Visualizing Relational Data
introduction
It’s rare that a data analysis involves only a single table of data. Typically you have many tables of data, and you must combine them to answer the questions that you’re interested in. Collectively, multiple tables of data are called relational data because it is the relations, not just the individual datasets, that are important.
To work with relational data you need verbs that work with pairs of tables. There are two most common families of verbs designed to work with relational data:
-
Mutating joins, which add new variables to one data frame from matching observations in another.
-
Filtering joins, which filter observations from one data frame based on whether or not they match an observation in the other table.
Prerequisites
library(tidyverse)
library(nycflights13)
nycflights13
airlines lets you look up the full carrier name from its abbreviated code:
head(airlines)
## # A tibble: 6 × 2
## carrier name
## <chr> <chr>
## 1 9E Endeavor Air Inc.
## 2 AA American Airlines Inc.
## 3 AS Alaska Airlines Inc.
## 4 B6 JetBlue Airways
## 5 DL Delta Air Lines Inc.
## 6 EV ExpressJet Airlines Inc.
airports gives information about each airport, identified by the faa airport code:
airports
## # A tibble: 1,458 × 8
## faa name lat lon alt tz dst tzone
## <chr> <chr> <dbl> <dbl> <dbl> <dbl> <chr> <chr>
## 1 04G Lansdowne Airport 41.1 -80.6 1044 -5 A America/…

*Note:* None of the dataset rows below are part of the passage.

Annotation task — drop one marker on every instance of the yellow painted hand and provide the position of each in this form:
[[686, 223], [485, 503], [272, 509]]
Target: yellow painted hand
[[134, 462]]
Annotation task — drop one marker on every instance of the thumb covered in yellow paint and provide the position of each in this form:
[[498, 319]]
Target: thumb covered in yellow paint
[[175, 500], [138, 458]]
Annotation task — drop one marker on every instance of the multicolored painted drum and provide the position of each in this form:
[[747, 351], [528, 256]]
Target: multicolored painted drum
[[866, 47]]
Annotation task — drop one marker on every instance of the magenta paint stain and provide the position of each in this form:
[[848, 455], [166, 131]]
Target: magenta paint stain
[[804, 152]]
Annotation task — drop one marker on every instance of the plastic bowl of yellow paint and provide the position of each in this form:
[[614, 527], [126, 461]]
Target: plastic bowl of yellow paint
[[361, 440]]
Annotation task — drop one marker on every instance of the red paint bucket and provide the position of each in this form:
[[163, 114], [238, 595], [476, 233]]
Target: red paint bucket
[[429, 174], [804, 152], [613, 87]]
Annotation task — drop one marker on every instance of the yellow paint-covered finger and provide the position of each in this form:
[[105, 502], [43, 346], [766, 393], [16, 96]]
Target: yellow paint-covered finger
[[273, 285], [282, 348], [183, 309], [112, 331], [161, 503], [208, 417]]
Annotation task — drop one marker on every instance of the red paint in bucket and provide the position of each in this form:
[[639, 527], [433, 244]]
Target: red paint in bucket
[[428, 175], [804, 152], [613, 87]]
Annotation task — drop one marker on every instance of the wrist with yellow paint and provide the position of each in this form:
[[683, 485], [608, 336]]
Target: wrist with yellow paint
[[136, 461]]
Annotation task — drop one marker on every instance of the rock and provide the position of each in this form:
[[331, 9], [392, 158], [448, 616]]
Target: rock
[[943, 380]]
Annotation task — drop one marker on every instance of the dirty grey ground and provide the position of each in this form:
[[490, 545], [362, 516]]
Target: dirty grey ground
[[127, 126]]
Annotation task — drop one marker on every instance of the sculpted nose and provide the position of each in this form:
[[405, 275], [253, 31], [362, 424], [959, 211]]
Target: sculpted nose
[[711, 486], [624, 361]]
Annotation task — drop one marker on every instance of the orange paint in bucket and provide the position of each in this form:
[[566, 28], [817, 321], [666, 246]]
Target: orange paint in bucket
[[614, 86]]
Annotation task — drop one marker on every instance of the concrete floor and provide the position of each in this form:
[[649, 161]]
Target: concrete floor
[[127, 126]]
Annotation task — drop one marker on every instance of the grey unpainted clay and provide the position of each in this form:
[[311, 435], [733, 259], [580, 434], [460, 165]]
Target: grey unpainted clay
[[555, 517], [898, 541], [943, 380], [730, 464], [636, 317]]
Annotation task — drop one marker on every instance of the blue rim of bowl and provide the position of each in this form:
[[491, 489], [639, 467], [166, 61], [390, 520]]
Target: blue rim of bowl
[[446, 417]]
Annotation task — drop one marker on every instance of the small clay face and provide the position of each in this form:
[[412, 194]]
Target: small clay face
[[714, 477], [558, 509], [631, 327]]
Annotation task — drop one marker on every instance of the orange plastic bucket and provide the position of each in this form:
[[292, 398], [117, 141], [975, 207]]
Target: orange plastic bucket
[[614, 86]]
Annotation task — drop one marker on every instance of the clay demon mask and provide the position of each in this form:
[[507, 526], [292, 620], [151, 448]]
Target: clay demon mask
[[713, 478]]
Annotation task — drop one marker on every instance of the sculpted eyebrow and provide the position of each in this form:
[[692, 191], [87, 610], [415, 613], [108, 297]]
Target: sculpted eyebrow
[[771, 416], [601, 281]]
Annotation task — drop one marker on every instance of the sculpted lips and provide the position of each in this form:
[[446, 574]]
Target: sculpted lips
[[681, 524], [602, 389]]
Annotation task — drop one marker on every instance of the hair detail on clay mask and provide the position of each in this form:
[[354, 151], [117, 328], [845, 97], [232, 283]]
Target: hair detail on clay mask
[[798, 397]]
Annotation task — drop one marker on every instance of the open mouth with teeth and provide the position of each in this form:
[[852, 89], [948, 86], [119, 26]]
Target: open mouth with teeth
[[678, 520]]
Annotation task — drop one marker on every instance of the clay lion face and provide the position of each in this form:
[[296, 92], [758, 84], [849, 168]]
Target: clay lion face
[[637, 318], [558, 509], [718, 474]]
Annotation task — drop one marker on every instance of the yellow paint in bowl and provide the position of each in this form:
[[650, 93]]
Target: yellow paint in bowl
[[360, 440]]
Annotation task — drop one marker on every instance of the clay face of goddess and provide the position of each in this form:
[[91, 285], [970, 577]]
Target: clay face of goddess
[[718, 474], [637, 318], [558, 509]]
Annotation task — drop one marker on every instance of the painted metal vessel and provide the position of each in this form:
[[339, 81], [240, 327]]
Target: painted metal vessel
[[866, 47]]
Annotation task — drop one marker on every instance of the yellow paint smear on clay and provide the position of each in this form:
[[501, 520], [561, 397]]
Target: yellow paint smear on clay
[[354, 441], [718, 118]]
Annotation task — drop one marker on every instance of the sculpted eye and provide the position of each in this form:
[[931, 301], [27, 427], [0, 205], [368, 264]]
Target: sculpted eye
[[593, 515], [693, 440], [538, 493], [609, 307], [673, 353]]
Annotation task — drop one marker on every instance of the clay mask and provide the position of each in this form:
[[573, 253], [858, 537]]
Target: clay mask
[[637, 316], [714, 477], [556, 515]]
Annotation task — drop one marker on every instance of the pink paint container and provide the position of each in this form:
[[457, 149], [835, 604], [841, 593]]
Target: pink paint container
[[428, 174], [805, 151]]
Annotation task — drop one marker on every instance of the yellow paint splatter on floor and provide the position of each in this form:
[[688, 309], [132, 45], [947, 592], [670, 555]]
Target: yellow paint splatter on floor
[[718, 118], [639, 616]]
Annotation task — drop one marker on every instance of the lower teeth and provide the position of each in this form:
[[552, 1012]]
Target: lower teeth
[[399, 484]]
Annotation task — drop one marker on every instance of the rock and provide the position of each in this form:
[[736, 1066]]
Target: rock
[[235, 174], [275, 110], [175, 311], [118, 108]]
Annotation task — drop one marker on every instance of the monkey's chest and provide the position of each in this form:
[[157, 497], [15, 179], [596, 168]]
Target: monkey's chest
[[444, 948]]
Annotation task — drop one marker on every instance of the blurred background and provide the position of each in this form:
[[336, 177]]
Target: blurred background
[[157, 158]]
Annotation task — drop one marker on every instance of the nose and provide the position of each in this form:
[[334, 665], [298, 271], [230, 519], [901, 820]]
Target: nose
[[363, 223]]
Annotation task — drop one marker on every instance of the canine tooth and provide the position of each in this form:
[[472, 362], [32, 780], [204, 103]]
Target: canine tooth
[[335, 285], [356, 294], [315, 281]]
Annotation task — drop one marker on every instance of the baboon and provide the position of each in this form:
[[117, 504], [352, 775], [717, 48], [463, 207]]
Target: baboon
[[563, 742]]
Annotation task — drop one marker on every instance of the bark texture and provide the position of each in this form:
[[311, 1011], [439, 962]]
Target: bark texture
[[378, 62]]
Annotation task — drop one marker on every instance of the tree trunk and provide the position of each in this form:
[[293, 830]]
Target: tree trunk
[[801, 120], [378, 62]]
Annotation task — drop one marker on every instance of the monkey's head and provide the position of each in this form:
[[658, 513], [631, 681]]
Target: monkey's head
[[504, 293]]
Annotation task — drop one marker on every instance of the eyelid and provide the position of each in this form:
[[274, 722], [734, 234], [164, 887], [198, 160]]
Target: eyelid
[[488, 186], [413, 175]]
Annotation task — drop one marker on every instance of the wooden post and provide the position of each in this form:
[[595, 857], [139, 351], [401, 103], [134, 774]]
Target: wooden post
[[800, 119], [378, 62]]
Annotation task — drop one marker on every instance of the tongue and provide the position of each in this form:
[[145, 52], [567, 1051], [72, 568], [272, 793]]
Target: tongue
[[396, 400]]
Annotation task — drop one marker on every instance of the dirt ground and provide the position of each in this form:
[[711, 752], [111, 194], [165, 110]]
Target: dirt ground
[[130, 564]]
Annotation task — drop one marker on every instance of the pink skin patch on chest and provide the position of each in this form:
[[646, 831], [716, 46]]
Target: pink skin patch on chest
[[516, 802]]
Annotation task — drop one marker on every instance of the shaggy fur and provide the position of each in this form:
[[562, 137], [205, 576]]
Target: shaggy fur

## 2 06A Moton Field Municipal Airport 32.5 -85.7 264 -6 A America/…
## 3 06C Schaumburg Regional 42.0 -88.1 801 -6 A America/…
## 4 06N Randall Airport 41.4 -74.4 523 -5 A America/…
## 5 09J Jekyll Island Airport 31.1 -81.4 11 -5 A America/…
## 6 0A9 Elizabethton Municipal Airport 36.4 -82.2 1593 -5 A America/…
## 7 0G6 Williams County Airport 41.5 -84.5 730 -5 A America/…
## 8 0G7 Finger Lakes Regional Airport 42.9 -76.8 492 -5 A America/…
## 9 0P2 Shoestring Aviation Airfield 39.8 -76.6 1000 -5 U America/…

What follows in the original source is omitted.